Ciekawa jest taktyka często stosowana przez naszego ilustratora. Artysta wybiera fragment tekstu, niejednokrotnie zaledwie zdanie, frazę czy wyraz, które nie muszą mieć większego znaczenia dla akcji, ale zawsze zawierają w sobie potencjał komiczny, który Butenko bezwzględnie wykorzystuje i podbija. W ten sposób podejmuje swoisty dialog z autorem warstwy literackiej.
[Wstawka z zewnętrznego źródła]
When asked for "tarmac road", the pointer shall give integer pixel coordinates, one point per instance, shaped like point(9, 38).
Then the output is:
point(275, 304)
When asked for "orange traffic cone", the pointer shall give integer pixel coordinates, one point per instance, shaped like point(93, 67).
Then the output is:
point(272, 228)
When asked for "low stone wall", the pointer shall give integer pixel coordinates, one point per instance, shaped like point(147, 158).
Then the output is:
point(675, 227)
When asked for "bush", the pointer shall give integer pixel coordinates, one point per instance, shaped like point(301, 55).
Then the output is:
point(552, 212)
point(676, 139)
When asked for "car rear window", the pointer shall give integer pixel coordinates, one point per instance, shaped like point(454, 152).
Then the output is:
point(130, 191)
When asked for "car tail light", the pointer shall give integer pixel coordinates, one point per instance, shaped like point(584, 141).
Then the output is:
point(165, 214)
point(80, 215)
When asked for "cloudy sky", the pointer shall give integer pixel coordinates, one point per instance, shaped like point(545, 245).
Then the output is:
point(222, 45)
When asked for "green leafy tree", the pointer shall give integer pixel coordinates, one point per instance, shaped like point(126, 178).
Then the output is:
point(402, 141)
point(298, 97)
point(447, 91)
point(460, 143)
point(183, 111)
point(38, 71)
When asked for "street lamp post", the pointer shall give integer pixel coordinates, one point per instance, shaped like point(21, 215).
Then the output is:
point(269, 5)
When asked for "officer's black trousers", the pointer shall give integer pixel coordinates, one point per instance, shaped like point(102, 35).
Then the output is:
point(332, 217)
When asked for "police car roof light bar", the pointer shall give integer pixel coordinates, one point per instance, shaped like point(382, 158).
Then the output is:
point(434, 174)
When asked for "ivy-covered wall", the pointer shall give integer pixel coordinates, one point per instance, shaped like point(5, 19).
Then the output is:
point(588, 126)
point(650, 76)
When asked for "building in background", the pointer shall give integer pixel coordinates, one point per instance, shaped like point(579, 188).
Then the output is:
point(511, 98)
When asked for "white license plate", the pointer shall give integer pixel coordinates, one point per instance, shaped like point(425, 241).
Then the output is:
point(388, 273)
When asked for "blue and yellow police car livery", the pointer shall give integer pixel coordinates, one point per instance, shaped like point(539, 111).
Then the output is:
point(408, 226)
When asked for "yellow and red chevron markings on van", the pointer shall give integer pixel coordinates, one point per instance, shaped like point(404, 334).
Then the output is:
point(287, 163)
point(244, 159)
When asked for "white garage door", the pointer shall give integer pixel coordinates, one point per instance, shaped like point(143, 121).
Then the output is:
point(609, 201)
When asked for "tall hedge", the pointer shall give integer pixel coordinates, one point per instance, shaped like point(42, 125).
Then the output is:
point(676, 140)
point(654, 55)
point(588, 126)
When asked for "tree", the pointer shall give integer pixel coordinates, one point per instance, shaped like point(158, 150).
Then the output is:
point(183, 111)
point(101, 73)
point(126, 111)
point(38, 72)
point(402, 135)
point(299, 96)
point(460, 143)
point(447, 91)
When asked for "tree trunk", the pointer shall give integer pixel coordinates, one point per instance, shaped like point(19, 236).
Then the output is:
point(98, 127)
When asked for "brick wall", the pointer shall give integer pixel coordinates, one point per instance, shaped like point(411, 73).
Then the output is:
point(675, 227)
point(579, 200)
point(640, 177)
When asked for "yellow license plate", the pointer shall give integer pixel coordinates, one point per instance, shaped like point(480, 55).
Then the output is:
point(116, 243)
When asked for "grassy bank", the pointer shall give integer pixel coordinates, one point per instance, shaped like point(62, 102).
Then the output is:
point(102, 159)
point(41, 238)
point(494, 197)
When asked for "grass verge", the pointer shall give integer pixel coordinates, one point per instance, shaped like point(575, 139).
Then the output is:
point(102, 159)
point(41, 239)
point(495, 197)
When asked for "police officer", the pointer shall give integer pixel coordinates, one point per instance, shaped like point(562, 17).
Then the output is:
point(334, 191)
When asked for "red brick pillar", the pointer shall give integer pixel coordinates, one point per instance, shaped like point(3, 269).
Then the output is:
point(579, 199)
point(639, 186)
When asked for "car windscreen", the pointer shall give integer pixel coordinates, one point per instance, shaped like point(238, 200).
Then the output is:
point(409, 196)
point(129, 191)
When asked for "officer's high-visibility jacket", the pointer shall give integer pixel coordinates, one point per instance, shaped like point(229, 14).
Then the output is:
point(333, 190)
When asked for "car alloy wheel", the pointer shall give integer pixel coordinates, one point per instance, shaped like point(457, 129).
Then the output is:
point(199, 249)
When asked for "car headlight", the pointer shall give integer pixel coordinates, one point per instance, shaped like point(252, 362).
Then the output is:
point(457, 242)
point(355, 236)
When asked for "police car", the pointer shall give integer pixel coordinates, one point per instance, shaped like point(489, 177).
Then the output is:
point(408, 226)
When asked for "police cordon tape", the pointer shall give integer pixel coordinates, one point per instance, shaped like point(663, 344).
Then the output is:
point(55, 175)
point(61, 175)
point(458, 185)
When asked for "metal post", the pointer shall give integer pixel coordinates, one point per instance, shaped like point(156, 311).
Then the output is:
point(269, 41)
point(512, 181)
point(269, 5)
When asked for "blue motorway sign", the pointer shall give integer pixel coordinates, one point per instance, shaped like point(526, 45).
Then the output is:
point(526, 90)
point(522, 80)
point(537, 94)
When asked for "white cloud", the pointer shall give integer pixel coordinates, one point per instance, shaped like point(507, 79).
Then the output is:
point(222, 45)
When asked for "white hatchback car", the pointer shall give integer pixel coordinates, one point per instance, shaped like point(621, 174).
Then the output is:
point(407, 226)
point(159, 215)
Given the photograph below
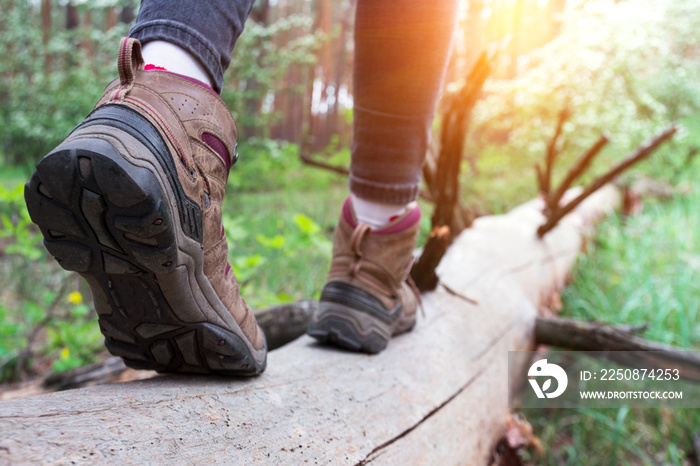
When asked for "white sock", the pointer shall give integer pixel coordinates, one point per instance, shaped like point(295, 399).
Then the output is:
point(174, 59)
point(377, 214)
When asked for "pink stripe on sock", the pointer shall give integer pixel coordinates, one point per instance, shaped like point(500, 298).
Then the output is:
point(405, 223)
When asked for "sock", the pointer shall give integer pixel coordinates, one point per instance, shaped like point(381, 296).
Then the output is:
point(377, 214)
point(174, 59)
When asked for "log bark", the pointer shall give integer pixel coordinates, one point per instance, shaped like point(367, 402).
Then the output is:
point(437, 394)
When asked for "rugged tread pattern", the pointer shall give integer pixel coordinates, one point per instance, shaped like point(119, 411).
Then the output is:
point(129, 120)
point(341, 332)
point(108, 220)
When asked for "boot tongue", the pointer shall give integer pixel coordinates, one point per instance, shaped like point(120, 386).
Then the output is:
point(220, 148)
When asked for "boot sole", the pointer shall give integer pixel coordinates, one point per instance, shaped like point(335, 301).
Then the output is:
point(346, 327)
point(111, 208)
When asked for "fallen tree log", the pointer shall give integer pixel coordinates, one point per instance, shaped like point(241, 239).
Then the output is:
point(439, 393)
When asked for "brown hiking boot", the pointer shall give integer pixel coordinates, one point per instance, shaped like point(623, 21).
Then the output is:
point(131, 200)
point(368, 297)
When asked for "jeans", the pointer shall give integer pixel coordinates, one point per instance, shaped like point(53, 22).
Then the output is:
point(401, 51)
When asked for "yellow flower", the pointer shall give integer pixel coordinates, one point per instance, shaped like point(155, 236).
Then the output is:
point(75, 298)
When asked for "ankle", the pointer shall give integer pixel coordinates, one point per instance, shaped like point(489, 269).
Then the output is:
point(376, 214)
point(168, 56)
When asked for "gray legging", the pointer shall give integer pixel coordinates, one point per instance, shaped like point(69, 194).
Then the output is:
point(401, 49)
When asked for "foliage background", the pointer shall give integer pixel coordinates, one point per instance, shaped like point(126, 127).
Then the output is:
point(626, 67)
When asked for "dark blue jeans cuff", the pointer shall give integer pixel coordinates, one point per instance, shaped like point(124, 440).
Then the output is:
point(187, 38)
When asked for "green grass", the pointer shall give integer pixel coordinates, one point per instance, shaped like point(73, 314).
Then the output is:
point(644, 268)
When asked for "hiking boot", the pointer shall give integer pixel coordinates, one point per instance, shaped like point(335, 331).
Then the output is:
point(368, 296)
point(131, 200)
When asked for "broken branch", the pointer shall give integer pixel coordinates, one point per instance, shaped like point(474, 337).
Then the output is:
point(640, 154)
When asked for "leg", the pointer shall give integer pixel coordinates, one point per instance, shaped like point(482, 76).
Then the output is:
point(132, 199)
point(206, 30)
point(401, 49)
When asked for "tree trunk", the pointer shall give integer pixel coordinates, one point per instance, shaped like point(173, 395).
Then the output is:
point(46, 33)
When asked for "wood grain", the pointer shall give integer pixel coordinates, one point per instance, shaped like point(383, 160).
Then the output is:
point(438, 393)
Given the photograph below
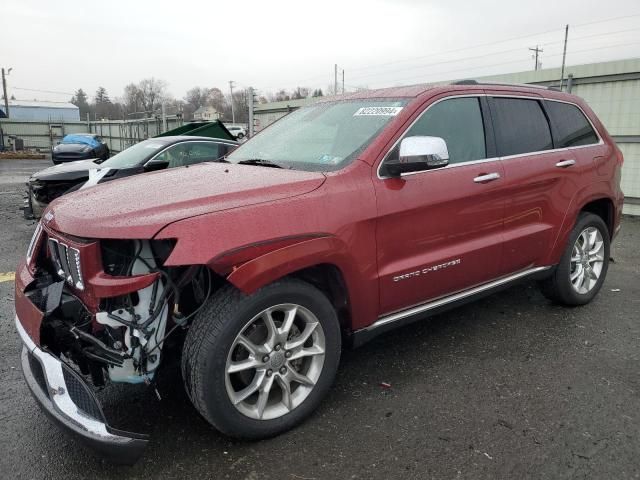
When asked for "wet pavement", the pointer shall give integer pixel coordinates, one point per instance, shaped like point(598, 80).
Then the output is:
point(511, 386)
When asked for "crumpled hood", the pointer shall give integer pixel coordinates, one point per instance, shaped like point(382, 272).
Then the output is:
point(64, 171)
point(140, 206)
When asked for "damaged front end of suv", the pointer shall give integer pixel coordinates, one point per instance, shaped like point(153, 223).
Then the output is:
point(93, 312)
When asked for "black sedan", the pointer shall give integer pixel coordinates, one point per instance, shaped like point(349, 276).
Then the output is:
point(150, 155)
point(79, 146)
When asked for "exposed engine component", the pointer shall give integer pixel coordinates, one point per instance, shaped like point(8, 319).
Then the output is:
point(137, 330)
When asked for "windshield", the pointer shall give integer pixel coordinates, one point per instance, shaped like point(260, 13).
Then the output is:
point(320, 137)
point(80, 139)
point(135, 155)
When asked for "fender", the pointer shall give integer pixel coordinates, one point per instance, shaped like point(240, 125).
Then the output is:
point(580, 199)
point(267, 268)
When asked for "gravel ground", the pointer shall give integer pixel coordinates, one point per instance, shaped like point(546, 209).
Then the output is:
point(511, 386)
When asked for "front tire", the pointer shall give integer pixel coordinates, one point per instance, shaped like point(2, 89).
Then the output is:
point(583, 266)
point(257, 365)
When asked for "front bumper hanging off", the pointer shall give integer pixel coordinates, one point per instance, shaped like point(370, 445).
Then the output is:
point(71, 404)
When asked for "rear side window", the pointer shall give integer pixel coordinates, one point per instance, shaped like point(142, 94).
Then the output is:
point(520, 126)
point(572, 128)
point(459, 122)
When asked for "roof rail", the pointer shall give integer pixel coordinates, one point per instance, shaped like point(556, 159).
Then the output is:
point(502, 84)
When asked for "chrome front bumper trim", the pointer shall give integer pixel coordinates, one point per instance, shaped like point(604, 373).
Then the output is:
point(122, 447)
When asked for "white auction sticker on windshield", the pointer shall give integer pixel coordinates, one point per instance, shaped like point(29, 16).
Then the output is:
point(378, 111)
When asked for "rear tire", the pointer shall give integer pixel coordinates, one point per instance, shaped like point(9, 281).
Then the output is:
point(582, 270)
point(233, 328)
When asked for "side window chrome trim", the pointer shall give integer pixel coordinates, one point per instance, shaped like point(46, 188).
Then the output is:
point(509, 157)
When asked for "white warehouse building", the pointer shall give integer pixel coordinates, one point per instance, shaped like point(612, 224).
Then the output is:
point(41, 111)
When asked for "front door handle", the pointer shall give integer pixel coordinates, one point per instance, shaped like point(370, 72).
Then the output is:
point(565, 163)
point(487, 177)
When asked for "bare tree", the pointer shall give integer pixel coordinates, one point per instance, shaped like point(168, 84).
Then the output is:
point(217, 99)
point(132, 98)
point(300, 92)
point(152, 93)
point(197, 97)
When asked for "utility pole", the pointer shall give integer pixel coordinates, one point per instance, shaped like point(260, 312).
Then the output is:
point(4, 90)
point(251, 100)
point(564, 54)
point(233, 113)
point(164, 117)
point(537, 51)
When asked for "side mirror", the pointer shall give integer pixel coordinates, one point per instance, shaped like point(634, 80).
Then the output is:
point(418, 154)
point(155, 164)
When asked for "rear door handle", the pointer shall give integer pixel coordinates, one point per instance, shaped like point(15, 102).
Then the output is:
point(487, 177)
point(565, 163)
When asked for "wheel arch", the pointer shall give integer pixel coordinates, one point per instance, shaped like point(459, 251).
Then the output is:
point(604, 208)
point(322, 262)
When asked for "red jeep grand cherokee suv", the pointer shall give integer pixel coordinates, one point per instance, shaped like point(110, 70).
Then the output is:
point(340, 221)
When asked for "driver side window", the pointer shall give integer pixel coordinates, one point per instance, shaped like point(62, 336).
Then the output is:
point(459, 122)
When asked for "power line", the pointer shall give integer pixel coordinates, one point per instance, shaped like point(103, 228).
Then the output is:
point(355, 69)
point(490, 54)
point(522, 60)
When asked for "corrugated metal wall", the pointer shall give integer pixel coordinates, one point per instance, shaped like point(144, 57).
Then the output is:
point(118, 134)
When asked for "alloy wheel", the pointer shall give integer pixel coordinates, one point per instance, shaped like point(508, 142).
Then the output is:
point(275, 361)
point(587, 260)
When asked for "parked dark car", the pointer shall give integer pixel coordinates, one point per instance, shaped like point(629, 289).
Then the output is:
point(150, 155)
point(79, 146)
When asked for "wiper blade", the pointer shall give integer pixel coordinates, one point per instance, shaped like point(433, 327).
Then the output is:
point(260, 161)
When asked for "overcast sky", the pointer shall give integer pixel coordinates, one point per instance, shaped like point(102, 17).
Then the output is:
point(65, 45)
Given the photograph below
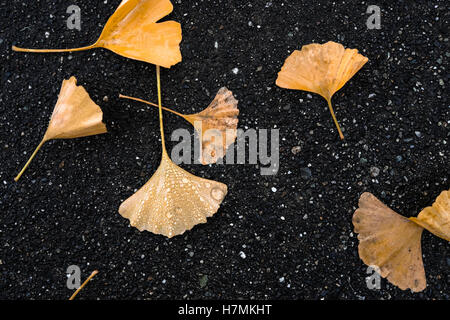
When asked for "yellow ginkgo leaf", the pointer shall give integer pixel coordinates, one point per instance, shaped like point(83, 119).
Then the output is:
point(173, 200)
point(133, 31)
point(389, 242)
point(436, 218)
point(322, 69)
point(216, 125)
point(75, 115)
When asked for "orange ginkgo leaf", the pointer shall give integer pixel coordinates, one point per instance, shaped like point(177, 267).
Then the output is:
point(173, 200)
point(216, 125)
point(75, 115)
point(390, 243)
point(436, 218)
point(133, 32)
point(322, 69)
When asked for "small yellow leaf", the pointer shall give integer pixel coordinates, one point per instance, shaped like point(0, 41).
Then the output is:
point(436, 218)
point(75, 115)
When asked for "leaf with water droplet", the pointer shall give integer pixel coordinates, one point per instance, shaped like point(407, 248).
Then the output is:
point(170, 213)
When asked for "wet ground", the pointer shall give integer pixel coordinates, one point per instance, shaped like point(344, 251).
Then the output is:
point(287, 236)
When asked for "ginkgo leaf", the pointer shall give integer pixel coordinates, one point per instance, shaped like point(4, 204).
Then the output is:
point(75, 115)
point(173, 200)
point(390, 242)
point(322, 69)
point(133, 32)
point(436, 218)
point(216, 125)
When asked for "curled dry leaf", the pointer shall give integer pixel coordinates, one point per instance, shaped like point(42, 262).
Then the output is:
point(75, 115)
point(436, 218)
point(173, 201)
point(390, 242)
point(216, 125)
point(133, 31)
point(322, 69)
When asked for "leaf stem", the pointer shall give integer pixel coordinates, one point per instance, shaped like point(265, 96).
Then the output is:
point(334, 119)
point(161, 126)
point(29, 161)
point(84, 283)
Jak Butenko sam przyznał, lubił „rozmawiać” z Niziurskim, choć w tekście proponuje on tyle sytuacji, które warto zilustrować, że sam mam kłopot z wyborem.5 Sposób „kadrowania” przypomina w efekcie pojedyncze klatki z filmu animowanego, stąd często znajdujemy jedynie stopę uciekającej postaci, dłoń z rekwizytem, pół sylwetki przeciętej wzdłuż albo w poprzek, ale za to widocznej od pasa w dół, fragment obrazu na ścianie, tył karoserii itd. Niejako dodatkowo akcentując konturowość swych rysunków, Butenko często wtłacza świat przedstawiony w graficzne ramki. Postaciom zaś zdarza się te ramki rozsadzać albo wręcz przerywać (np. Chłopak na opak). Najczęściej jednak ilustracje projektuje do spadu, co stało się cechą charakterystyczną jego twórczości. Te cechy stylu w jakimś stopniu wypływają niewątpliwie z doświadczenia w pracy scenografa (teatralnego – projekty i lalki do ponad 20 spektakli oraz telewizyjnego – do dwóch wieczorów Kabaretu starszych panów [1965-66], programów dla dzieci Zwierzyniec i Znacie, to posłuchajcie), a także twórcy filmu animowanego [kilkanaście tytułów, w tym dwa seriale, i czołówki do kilku filmów fabularnych w latach 1958-77].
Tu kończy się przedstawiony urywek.